Incentivise good corp governance

KUALA LUMPUR: Malaysia Institute of Chartered Secretaries and Administrators (Maicsa) is proposing that tax breaks be accorded to companies for expenses incurred for good corporate governance compliance.

Maicsa president Chua Siew Chuan told Business Times that the government can incentivise good governance among corporate Malaysia by according tax breaks in the form of tax deductible expenses under the 2015 Budget.”

“Expenses incurred in ensuring transparent and ethical ways of doing business will result in sustained participation from investors and stakeholders,” she said on the sidelines of the Maicsa 2014 conference last week.

Corporate governance is about how company directors make decisions and put them into action. Measures to enhance ethical business practices include the setting up of a whistle blowing department within the company, strengthening of internal audit and appointment of chief governance officer.

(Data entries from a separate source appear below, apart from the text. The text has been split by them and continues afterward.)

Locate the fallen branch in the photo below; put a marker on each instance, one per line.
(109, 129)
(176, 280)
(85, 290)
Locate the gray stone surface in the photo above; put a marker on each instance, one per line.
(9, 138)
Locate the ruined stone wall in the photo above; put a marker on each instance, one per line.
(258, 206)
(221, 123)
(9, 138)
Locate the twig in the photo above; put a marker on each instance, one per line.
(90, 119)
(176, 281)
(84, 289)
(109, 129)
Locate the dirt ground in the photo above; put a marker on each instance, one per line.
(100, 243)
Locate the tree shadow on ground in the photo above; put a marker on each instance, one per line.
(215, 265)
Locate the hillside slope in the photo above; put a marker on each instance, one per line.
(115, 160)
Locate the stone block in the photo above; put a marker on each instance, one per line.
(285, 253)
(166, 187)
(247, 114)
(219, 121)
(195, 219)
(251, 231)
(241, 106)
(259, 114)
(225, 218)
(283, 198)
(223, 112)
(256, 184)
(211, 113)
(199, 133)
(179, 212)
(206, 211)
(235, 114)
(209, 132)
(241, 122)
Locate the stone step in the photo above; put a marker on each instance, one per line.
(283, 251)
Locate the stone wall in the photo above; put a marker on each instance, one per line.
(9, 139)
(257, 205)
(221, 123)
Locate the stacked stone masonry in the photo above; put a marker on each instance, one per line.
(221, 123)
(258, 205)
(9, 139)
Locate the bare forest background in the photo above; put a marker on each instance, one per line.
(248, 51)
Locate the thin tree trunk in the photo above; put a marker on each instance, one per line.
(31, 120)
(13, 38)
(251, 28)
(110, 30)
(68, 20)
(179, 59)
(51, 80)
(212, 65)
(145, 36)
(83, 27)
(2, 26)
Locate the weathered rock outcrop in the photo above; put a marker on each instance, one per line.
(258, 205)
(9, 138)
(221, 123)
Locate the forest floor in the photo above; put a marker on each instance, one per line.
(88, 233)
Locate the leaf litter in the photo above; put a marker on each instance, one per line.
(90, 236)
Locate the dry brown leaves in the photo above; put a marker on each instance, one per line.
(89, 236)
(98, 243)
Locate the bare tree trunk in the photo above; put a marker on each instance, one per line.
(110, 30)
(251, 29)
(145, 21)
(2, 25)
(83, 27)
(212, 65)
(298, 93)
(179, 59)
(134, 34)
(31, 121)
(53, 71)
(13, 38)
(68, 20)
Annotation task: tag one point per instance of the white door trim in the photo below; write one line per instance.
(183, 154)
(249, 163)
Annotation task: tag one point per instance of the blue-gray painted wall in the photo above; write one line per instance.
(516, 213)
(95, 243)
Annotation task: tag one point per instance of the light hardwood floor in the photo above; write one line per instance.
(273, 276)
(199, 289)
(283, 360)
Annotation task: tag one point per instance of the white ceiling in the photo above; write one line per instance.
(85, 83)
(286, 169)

Since 2012, the Malaysian Code on Corporate Governance had placed greater emphasis of good governance on public-listed companies.

Good corporate governance is integral in balancing the interests of the many stakeholders in a company, namely shareholders, management, customers, suppliers, financiers, government and the community.

“We’re no longer confined to the traditional passive job of preparing the minutes of meetings. We’re a lot more proactive since Bank Negara began to recognise company secretaries as gatekeepers of good governance,” Chua said.

“Nowadays, company secretaries are expected to guide their board of directors in ‘walking the talk’ on integrity and transparency in their daily business decision-makings,” she said, adding that corporate directors have increasingly turned to company secretaries for advice on procedural and regulatory requirements. Company secretaries also help the chairman in determining the annual board plan.

In view of the expanded role being undertaken by company secretaries, she said it is timely for the government to consider introducing a dedicated set of laws for this profession.

“Many countries already have a Company Secretaries Act, including India, Bangladesh and Pakistan. It would be timely for Malaysia to have a dedicated set of laws to give due recognition and properly regulate this profession,” said Chua.

Established in 1959, Maicsa is part of The Institute of Chartered Secretaries and Administrators (ICSA) headquartered in the United Kingdom, which has 36,000 members in more than 70 countries.